Corn is not the only agricultural commodity that has Brazilian exports to China exceeding those of the US. Brazil's soybean exports have also outperformed those of the US this year. In the first 11 months, China's soybean imports totaled 89.63 million tons, up 13.3 percent, according to an article posted by the Heilongjiang Soybean Association. 

Brazilian soybean exports to China hit a record of 64.97 million tons, up 25 percent, while US exports to China fell 8 percent to 20.36 million tons.

The robust growth in Brazil's corn and soybean exports to China reflects the country's growing competitiveness in international agricultural trade, especially compared with the US. Brazilian corn exports are expected to reach 55.94 million tons in 2023, compared with 44.7 million tons in 2022, while soybean exports are estimated at 101.1 million tons, up from 77.8 million in 2022, according to projections from Anec, a Brazilian trade group representing grain exporters.

These figures reflect bumper harvests in Brazil this year, and also a trend for the massive Chinese market to turn to Brazil to reduce dependence on the US for corn and soybeans.

Given current circumstances, China's pursuit of diversification of corn and soybean supplies away from the US is totally justified. 

For starters, Brazil's agricultural products have the advantages of low costs, good quality and stable supplies. Also, Brazil has no major areas of trade friction with China. In particular, Brazilian President Luiz Inacio Lula da Silva has been actively seeking closer economic relations with China. 

For instance, in October, China and Brazil completed a commercial deal in their local currencies for the first time, with transactions financed and settled in yuan and converted directly into Brazilian reals, according to the Xinhua News Agency. The transaction followed the signing of a memorandum of understanding in April to promote local currency trade.
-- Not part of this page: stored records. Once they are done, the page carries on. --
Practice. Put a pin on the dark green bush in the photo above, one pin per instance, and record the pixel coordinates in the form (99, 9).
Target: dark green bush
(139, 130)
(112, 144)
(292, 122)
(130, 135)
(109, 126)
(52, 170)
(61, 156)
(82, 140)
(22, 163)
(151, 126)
China's increased purchases of Brazilian farm products are conducive to promoting economic and trade cooperation.

By comparison, the grain trade between China and the US faces uncertainties and challenges. 

One of the main reasons for tensions in bilateral relations is that the US always sees trade issues with China from a geopolitical perspective and continuously escalates unilateral suppression and sanctions on Chinese companies and Chinese manufacturing, undermining trust and confidence on both sides. 

Against this backdrop, there is every reason for China to be cautious and take some geopolitical factors into account when it comes to grain imports for the purpose of the country's food security. This shift may put more pressure on US agricultural trade, but it is a necessary precaution for China. 

After all, China is one of the largest buyers for agricultural products in the world. With its large population, it is essential for China to choose competitive, safe and stable supply sources to guarantee its food security.